Розанов был совершенно убежден, что делает важное и нужное для страны дело. Его не смущало, что время от времени приходилось нарушать закон. Например, когда его просили передать конверт с деньгами представителям другого издания. Розанов принял это задание как само собой разумеющееся. И очень удивился, когда один пожилой редактор из довольно консервативной газеты вдруг начал упираться.

Разговор происходил в кабинете этого редактора под портретом Ленина.

– Это что, взятка? – спросил он.

– Нет, почему, – сказал Андрей. – Просто деньги.

– Не бывает просто денег. Если вы принесли конверт с деньгами, значит, я должен что-то сделать взамен.

– Нам бы хотелось, чтобы вы ставили материалы, которые мы вам присылаем.

– Когда материалы интересные – мы ставим, когда нет – не ставим.

– Это деньги за те, что вы поставили.

– Иначе говоря, взятка, – упирался редактор.

– Называйте как хотите. – Андрей начал злиться. Ему нужно было зайти до вечера еще в три редакции.

– Если вы хотите купить у нас рекламу, почему просто не обратиться в рекламный отдел?

Андрей вздохнул. Неужели он должен объяснять очевидное?

– Мы не можем проводить эти деньги официально. И не можем допустить, чтобы наши тексты появились с официальной пометкой «реклама».

– Молодой человек, а вы совсем ничего не боитесь?

– А чего я должен бояться? Пусть боятся те, кто не с нами.

Редактор внимательно посмотрел на него.

– Хорошо, я возьму.

Давно бы так.

Редактор взял конверт и положил его в стол.

– Но отдам их в бухгалтерию, пусть там оприходуют.

– Это ваше дело.

Андрей вышел в коридор, достал из кармана желтую пачку «Мальборо лайт» и закурил. Год назад он курил «Приму».

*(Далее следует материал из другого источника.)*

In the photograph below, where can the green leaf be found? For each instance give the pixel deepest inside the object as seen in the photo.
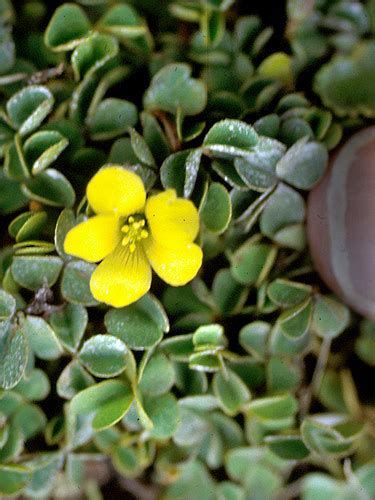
(192, 427)
(140, 148)
(43, 148)
(103, 355)
(287, 293)
(7, 305)
(164, 414)
(228, 294)
(13, 478)
(319, 486)
(11, 196)
(155, 137)
(295, 129)
(65, 222)
(108, 401)
(42, 339)
(92, 54)
(232, 394)
(330, 439)
(179, 347)
(72, 380)
(194, 481)
(274, 407)
(284, 208)
(216, 209)
(173, 171)
(295, 321)
(226, 490)
(35, 272)
(253, 338)
(283, 374)
(29, 107)
(330, 317)
(50, 187)
(112, 118)
(209, 337)
(123, 22)
(69, 324)
(268, 125)
(158, 376)
(303, 164)
(230, 138)
(15, 165)
(172, 88)
(30, 420)
(35, 387)
(252, 262)
(75, 283)
(67, 27)
(27, 226)
(192, 165)
(289, 447)
(205, 361)
(134, 326)
(257, 168)
(44, 470)
(335, 82)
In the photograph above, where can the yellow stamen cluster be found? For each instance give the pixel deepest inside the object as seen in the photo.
(134, 231)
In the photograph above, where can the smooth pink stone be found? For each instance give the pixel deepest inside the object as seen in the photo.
(341, 223)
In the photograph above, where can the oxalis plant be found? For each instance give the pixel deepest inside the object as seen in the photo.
(163, 333)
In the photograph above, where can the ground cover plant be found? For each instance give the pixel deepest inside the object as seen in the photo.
(163, 330)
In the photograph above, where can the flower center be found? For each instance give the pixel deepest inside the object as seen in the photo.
(135, 231)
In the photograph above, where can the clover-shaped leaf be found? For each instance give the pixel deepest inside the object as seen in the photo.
(172, 88)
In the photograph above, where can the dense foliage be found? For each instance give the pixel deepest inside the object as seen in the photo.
(252, 381)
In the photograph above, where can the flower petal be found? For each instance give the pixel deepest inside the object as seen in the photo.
(116, 190)
(93, 239)
(173, 221)
(122, 278)
(176, 266)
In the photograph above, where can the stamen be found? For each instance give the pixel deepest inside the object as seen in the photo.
(134, 230)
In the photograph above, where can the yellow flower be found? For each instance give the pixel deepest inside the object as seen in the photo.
(130, 235)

Деньги брали все, ни один не отказался. Журналисты купались в деньгах. Ребята, которые еще весной стреляли пару сотен до получки, теперь каждое утро ездили на работу на такси. Некоторым казалось, что так будет вечно. Осенью должны были пройти выборы губернатора и мэра, в феврале – в законодательное собрание. Все это обещало очень неплохие заработки. Некоторые друзья Андрея даже увольнялись из своих газет, чтобы освободить руки для приема денег кандидатов.

Андрей почти сразу понял две вещи. Первое: предвыборные деньги – как вода, которая протекла на верхнем этаже. Жители каждого этажа стараются, чтобы вниз попало как можно меньше. Если развить эту метафору, журналисты живут в подвале этого дома. Капельки, которые до них долетают, – ничто по сравнению с деньгами, которые пилят наверху.

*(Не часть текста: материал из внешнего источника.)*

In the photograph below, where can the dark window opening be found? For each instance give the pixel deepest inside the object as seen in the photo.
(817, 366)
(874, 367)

И второе: денежный дождь не будет идти вечно. Те, кто наверху, обязательно найдут способ сделать так, чтобы даже капелька не просочилась вниз.

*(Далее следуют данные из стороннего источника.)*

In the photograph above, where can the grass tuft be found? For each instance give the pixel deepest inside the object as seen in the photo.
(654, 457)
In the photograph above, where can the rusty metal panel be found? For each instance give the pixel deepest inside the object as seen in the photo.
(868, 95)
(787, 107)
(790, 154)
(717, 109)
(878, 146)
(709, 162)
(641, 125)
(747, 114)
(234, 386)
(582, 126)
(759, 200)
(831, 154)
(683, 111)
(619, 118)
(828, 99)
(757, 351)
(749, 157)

Поэтому он постарался те сорок миллионов рублей, что в июне были переведены на его счет, не тратить на ерунду, а купить машину – эту самую белую «Ниву», на которой он сейчас ехал. Андрей понимал, что такого шанса может больше не быть, а машина нужна, если он собирается и дальше работать корреспондентом «Русского Севера» и мотаться по районам. А он собирался. Он понимал, что предвыборные заработки – это временно, а газета – надолго, за нее нужно держаться.

После выборов в редакции произошли некоторые перестановки. Ушел заместитель главного Раков, который, собственно, и привел Андрея и нескольких его ближайших друзей в предвыборный штаб. Они вместе ушли делать независимую радиостанцию. Откуда у них взялись деньги на оборудование, понятно: пока шел денежный дождь, Раков находился этажом выше Андрея. Если Андрей после выборов мог позволить себе купить машину, Раков смог открыть радиостанцию.

То, что Андрей отказался уйти на радио вместе с Раковым, который в свое время взял его в газету и научил всему, некоторые коллеги восприняли как предательство. Но сам Раков его, кажется, одобрил.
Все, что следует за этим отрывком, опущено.